E quando meus olhos descansam da tela percebo a sala ao meu redor. A cortina não saiu do lugar. O pinóquio ainda está sentado, como há meses, no umbral acima da porta. Os quadros e as fotografias representam os mesmos lugares que representavam desde que foram colocados ali. As lembranças trazidas por cada objeto ainda são as mesmas. Dois porquinhos de barro em cima lareira. Galinhas de madeira ciscando uma sujeira que não existe. Uma luminária iluminando cotidianamente meus estudos. Uma cadeira ainda com o pé quebrado. Uma lâmpada ainda queimada.

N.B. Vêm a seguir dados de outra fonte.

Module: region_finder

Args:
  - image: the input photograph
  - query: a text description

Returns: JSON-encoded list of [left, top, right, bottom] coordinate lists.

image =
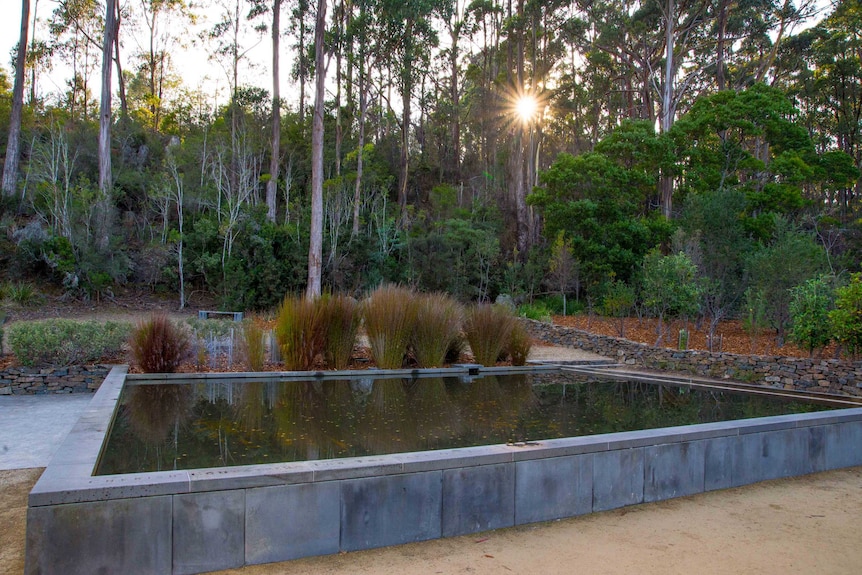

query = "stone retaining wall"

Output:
[[0, 365, 111, 395], [523, 319, 862, 396]]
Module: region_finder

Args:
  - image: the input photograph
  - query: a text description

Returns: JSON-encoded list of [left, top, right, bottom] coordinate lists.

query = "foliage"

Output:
[[0, 282, 42, 306], [275, 295, 326, 371], [829, 273, 862, 357], [318, 293, 362, 369], [602, 280, 636, 337], [362, 285, 417, 369], [505, 322, 533, 365], [518, 299, 552, 323], [746, 219, 827, 345], [129, 314, 191, 373], [787, 275, 835, 355], [464, 304, 518, 365], [7, 319, 131, 366], [410, 293, 463, 367], [240, 319, 266, 371]]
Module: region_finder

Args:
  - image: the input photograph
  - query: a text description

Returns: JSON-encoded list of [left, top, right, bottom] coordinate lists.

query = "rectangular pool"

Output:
[[26, 367, 862, 574]]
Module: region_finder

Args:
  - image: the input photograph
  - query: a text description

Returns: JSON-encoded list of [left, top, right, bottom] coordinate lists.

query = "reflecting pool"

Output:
[[96, 372, 829, 475]]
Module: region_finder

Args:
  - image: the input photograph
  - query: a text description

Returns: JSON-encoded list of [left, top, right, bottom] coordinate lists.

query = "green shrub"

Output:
[[363, 285, 416, 369], [787, 276, 835, 355], [506, 321, 533, 365], [240, 319, 266, 371], [829, 274, 862, 356], [8, 319, 131, 366], [318, 294, 362, 369], [411, 293, 462, 367], [275, 295, 326, 371], [129, 314, 191, 373], [464, 304, 517, 366]]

Não. Nada é tão veloz. Não há notícias e atualizações e novidades e promoções capazes de modificar um milímetro o que acontece no lugar exato onde estou agora. Nada muda. O tempo não passa. Até as flores parecem não murchar nem envelhecer. Eu mesma não envelheço. Mentira que o tempo passa. É só ilusão. Ilusão de movimento.

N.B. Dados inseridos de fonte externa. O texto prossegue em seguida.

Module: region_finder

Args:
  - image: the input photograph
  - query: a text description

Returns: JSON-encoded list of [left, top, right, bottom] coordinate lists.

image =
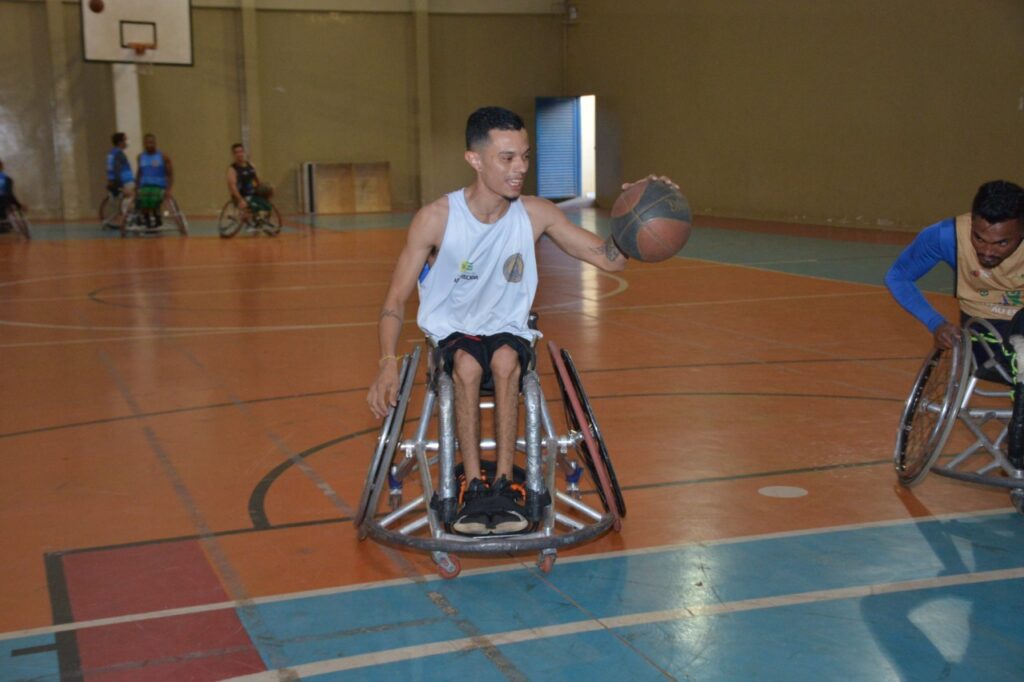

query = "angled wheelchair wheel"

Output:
[[217, 200, 242, 240], [893, 334, 972, 486], [8, 207, 32, 240], [165, 197, 188, 237], [548, 341, 626, 520], [352, 346, 420, 540]]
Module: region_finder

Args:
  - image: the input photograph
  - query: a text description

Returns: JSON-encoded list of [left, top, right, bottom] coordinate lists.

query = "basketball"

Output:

Porque assim como eu, o mundo uma hora desconecta, desliga o computador, acaba a bateria, dá apagão. E nessa hora o que resta é mundo, esse mundo mesmo que conhecemos, com seus pinóquios e beija-flores e hortências e lâmpadas queimadas e porquinhos de barro sobre a lareira. O que resta é a gente olhando para as estrelas, lembrando do tempo em que apontar para estrela cadente fazia crescer verruga no dedo. O que resta é a gente mesmo, de carne e osso, sem novidades, sem mudanças, sem notificações. O que resta sou e você. E bem que poderíamos fazer um bom baile com isso tudo.
Soluço
A gritaria é enorme e não se sabe mais quem ofende, quem defende. Aos berros ela arranca as roupas do varal, aperta no punho fechado uma camiseta do marido e diz que está tudo duro, cheirando a bife, dias e dias esquecida na lavanderia. O marido lembra que ela tratou mal seus amigos no último encontro, que ela não se esforça, que se acha melhor que todos os outros, que menospreza sua família e que todos percebem isso. Ela pergunta se tem cara de empregada, se ele acha que é isso que uma mulher deve fazer, passar o dia arrumando a bagunça que ele faz, tentando adivinhar o que ele quer para o almoço. É isso?
Ela pega as roupas dele recém passadas sobre a cama e joga no chão. Embaralha, amassa, pisoteia, pergunta se ele quer uma passadeira. Ele sai. Ela corre atrás dele, grita, diz que ninguém a deixa falando sozinha.
Ele pega a chave do carro, bate a porta, canta o pneu. Ela pega um copo, joga no chão. A raiva não passa. Ela joga tudo o que vê no chão. A raiva não passa. Vai até a varanda e espera. Espera o marido, espera a raiva. Espera. O marido volta. Se senta ao lado dela. Ele a abraça, ela tenta se desvencilhar. Ele é mais forte, segura a mulher. Ele a abraça forte. Ele diz no ouvido dela em tom decidido: eu te amo. Ela solta o corpo, se envolve naquele abraço. Ele a aperta mais e sussurra que ela é a mulher mais linda do mundo, a mais linda de todo o mundo. Ela devolve o abraço, soluça.
Eles entram em casa, ela recolhe as roupas no chão, ele busca a vassoura e varre os cacos, ela pergunta o que ele vai querer para o almoço, ele diz que mais tarde vai levá-la para tomar um café. Passeiam, namoram etc.